[nabs-l] Ignorance vs. Prejudice

Arielle Silverman arielle71 at gmail.com
Tue Jun 16 05:01:03 UTC 2009


Hi all,

	Recently we’ve been talking about airline discrimination, which has
historically served as a good representation of the kind of
second-class treatment that we often get in everyday interactions with
members of the public. I think Jedi made some good points in
describing the tendency of some sighted people to judge us as
incompetent based on the role of sight in their own lives and their
assumption that losing their sight would leave them incapacitated. It
is true that we are a tiny minority (even within the disabled
community) and that a lot of sighted people simply don’t know how we
perform everyday tasks. In some cases this ignorance leads to
discriminatory treatment (“The blind person can’t sit in the exit
row”) or stereotypes (“Blind people are slow”).

What I’ve always found fascinating, though, is that lack of
knowledge—ignorance—doesn’t always translate into discrimination. In
fact many sighted people are simply curious, and if we tell or show
them how we use the computer, read or travel, they quickly accept our
alternative techniques and treat us just the same as everyone else.
But this doesn’t happen all  the time. And then, on the flip side,
there are those who know all the facts about blindness and still
“don’t get it”. This includes, for  instance, the mobility instructor
who’s taught O&M for thirty years but who still insists that you
should walk three blocks out of your way rather than cross a busy
intersection. Many of us find that our own parents make more of a big
deal out of our blindness than do people we’ve just met, even if our
parents have met competent blind people or been to blindness
workshops, know Braille, etc. So there definitely is a difference
between ignorance and prejudice. The combination of both is bad, but
you can easily have one without the other. And it’s prejudice, not
ignorance, that actually causes us trouble.

Unfortunately, while we can easily remedy ignorance with simple
education, alleviating prejudice isn’t that simple. It seems like much
of the persistence of people’s prejudices comes from their emotional
or “gut” reactions to blindness. The experienced teacher of blind
students may know all the facts about Braille, including the fact that
children who learn Braille while young can read just as fast as
sighted children. And yet, on some gut level the teacher feels an
aversion to Braille, seeing it as a stigma or a symbol of weakness. So
no matter how well this teacher is trained, if she gets a kid in her
caseload who has partial sight, it’s going to be  a struggle for the
teacher to actively teach the child Braille. The parent who finds his
child’s blindness frightening, likewise, is going to have a hard time
letting the child play outside or do chores, no matter how  much he
reads about what is best for blind children, unless he figures out how
to let go of  his fear. I think so much of the success of our training
centers comes from their ability to not only teach us practical
skills, but also help us  overcome our own fears and negative feelings
about blindness.

And yet, as Monica has demonstrated, there  are those sighted people
who display a lack of prejudice and who automatically include us and
treat us normally without any prior knowledge about blindness or
education on our parts. We all know sighted people like this, even
though we often tend to spend most of our mental energy grumbling
about the sighted people who treat us strangely. My boyfriend never
met a single blind person before me, and yet in some ways seems to
instinctively “get it” more than my mother, for example, who besides
raising me for twenty-four years, also read many of the leading  books
about raising a blind child. (Never mind that many of the messages
espoused in those books are rooted in prejudices of their own).

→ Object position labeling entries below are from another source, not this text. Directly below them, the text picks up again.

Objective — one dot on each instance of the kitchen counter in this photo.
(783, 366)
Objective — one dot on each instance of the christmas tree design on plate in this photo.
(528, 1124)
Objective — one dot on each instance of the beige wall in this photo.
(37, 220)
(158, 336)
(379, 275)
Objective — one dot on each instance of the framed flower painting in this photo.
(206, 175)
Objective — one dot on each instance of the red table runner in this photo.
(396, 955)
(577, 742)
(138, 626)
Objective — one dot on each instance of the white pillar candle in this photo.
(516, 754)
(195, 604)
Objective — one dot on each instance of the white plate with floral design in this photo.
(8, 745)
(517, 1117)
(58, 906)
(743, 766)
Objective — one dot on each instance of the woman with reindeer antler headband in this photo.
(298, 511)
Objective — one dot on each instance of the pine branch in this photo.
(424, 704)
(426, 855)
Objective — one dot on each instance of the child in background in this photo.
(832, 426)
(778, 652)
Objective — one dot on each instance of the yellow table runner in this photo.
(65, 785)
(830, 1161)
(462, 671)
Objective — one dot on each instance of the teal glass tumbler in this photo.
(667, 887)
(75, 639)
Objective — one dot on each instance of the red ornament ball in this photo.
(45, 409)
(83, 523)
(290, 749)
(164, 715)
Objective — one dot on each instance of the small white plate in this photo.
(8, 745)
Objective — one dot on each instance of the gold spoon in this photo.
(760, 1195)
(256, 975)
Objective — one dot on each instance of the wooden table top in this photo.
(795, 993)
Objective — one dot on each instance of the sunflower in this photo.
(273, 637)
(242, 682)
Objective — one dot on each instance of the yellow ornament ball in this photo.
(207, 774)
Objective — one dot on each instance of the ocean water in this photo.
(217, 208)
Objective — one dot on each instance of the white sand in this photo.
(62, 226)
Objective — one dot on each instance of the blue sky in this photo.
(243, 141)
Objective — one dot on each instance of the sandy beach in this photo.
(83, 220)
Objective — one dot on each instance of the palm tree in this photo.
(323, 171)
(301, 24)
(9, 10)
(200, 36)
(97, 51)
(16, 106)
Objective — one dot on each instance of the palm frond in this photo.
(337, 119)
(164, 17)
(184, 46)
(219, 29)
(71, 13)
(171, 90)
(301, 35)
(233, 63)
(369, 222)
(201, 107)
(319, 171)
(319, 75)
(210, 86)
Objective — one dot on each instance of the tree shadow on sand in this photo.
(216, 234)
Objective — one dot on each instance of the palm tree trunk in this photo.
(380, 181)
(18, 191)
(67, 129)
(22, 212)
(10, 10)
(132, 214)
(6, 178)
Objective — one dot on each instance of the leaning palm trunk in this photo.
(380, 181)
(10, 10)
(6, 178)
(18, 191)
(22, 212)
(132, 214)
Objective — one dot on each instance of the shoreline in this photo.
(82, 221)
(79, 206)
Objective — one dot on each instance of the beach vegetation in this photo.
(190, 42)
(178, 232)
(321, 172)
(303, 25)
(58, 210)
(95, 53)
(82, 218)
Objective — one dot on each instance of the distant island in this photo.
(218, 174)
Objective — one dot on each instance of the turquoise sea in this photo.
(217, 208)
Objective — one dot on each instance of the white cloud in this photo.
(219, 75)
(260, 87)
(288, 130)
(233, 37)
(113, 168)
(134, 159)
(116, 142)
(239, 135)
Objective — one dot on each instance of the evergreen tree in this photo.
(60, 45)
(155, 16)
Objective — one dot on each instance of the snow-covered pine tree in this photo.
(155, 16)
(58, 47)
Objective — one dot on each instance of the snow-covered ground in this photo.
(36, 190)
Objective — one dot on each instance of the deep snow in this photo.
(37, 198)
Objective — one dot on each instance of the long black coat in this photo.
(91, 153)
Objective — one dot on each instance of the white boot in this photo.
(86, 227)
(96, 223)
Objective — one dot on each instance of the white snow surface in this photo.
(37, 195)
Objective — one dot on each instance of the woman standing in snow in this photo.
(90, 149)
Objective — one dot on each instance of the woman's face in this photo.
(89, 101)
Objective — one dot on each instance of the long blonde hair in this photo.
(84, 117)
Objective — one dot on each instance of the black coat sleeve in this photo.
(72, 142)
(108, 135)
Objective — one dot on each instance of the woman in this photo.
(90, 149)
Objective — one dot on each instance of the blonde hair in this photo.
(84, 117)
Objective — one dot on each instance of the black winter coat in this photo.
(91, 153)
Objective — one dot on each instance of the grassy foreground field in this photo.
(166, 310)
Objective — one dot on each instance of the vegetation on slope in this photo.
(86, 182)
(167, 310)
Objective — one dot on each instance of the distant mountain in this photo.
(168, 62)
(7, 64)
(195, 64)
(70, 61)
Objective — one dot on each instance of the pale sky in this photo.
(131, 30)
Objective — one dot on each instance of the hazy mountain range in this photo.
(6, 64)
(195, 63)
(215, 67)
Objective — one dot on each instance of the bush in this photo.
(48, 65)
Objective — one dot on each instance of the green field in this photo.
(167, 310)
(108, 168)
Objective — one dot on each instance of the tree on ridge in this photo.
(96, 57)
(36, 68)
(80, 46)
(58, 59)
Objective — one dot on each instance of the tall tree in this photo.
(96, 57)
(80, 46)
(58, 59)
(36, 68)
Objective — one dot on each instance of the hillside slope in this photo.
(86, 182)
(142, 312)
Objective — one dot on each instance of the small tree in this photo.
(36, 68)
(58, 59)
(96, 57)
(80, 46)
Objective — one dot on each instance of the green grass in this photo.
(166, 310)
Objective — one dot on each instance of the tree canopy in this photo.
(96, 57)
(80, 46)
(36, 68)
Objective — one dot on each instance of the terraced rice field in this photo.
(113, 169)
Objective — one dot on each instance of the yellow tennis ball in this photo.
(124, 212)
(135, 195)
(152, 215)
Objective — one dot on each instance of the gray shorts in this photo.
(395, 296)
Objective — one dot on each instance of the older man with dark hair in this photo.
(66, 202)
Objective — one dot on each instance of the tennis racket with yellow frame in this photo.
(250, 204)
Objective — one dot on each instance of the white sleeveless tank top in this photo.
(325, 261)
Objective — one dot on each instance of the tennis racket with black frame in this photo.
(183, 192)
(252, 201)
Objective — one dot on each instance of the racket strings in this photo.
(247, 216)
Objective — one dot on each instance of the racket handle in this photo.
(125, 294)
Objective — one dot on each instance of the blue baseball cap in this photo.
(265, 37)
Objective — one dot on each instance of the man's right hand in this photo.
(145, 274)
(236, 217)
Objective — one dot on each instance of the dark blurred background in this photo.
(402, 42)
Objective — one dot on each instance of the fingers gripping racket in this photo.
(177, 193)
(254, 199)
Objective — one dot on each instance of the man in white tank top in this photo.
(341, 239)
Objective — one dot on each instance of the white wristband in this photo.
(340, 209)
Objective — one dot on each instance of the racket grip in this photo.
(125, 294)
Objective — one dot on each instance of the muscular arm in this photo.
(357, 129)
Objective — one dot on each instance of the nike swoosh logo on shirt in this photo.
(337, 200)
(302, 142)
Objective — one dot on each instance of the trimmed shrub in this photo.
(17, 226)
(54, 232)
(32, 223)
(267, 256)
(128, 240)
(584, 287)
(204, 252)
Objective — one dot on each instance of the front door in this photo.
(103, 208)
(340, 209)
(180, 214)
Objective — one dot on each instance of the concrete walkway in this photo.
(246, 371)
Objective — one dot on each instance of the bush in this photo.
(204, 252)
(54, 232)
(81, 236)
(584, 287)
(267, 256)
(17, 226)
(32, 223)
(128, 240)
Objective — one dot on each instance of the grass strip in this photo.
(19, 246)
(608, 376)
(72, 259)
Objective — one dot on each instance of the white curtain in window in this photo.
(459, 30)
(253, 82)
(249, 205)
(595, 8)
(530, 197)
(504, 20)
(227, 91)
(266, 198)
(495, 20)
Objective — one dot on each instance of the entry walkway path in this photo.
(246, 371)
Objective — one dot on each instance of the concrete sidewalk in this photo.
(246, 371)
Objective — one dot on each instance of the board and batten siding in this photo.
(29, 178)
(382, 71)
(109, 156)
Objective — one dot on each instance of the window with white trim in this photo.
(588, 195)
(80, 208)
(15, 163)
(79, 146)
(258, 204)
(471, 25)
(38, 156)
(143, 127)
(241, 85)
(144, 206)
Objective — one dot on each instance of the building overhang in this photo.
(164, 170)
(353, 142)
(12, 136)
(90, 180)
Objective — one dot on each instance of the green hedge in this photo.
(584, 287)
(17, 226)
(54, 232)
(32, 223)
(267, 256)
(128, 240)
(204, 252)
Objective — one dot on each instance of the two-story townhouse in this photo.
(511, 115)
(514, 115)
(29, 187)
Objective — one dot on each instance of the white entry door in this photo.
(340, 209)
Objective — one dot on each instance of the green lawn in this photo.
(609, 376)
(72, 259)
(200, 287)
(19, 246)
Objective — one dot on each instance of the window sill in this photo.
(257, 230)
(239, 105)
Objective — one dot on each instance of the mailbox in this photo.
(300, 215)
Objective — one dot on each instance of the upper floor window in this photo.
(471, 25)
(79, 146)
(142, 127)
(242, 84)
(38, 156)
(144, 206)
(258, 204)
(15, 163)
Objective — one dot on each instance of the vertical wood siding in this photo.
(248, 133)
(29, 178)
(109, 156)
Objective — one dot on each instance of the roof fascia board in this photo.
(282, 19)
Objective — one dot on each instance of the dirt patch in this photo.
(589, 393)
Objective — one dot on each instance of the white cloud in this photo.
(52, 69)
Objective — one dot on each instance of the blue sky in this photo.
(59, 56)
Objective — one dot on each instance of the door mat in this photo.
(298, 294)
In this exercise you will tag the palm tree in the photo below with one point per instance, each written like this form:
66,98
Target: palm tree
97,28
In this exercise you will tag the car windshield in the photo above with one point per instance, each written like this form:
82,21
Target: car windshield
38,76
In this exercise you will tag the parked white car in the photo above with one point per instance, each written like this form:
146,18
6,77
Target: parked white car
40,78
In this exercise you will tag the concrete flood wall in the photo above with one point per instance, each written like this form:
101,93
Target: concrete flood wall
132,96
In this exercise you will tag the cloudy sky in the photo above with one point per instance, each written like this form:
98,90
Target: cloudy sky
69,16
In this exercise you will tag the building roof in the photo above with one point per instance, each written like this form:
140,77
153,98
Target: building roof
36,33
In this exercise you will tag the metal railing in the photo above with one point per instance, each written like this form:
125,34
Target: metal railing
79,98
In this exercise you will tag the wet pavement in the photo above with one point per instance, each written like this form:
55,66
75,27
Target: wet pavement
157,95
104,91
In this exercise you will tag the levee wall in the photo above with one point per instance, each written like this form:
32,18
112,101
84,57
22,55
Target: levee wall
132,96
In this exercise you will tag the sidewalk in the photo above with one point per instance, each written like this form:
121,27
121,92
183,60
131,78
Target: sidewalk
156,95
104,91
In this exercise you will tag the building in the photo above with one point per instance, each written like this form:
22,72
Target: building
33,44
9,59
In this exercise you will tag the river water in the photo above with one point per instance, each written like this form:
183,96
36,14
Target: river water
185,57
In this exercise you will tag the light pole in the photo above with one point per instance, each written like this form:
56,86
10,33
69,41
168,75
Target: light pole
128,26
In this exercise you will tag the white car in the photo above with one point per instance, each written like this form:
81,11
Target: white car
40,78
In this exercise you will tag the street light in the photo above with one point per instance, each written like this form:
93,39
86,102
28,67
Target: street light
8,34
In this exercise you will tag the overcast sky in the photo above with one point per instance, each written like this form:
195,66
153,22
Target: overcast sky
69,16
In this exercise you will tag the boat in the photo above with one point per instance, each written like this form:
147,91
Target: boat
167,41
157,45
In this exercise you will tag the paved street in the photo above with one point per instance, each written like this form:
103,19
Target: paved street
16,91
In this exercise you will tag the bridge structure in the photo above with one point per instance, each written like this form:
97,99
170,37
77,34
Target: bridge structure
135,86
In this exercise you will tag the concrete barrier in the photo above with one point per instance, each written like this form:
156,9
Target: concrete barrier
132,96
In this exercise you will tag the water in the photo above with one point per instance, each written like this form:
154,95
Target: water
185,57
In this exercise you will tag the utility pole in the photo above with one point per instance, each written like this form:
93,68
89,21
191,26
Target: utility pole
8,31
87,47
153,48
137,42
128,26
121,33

	So  what do you guys think makes the difference between those members
of the sighted public who show prejudice and those who don’t? Is it
something about their personalities or experiences? And if simple
educating isn’t enough to address people’s deep-seated emotional
reactions, what can we do about it? Do we have any control over
whether the sighted guy on the street grabs us or treats us with
respect? It’s easy enough for us to tell who will be responsive to
education about blindness and who won’t. But for those who aren’t
responsive, how do we deal with them civilly while still protecting
our rights and our freedom? And how do we deal with educators like O&M
instructors, who have power over what we learn or what accommodations
we get but whose judgments are affected by their misconceptions about
blindness?

I look forward to a lively discussion on this topic, as it’s central
to how we act as an organization and how we can really change what it
means to be blind for ourselves and for others.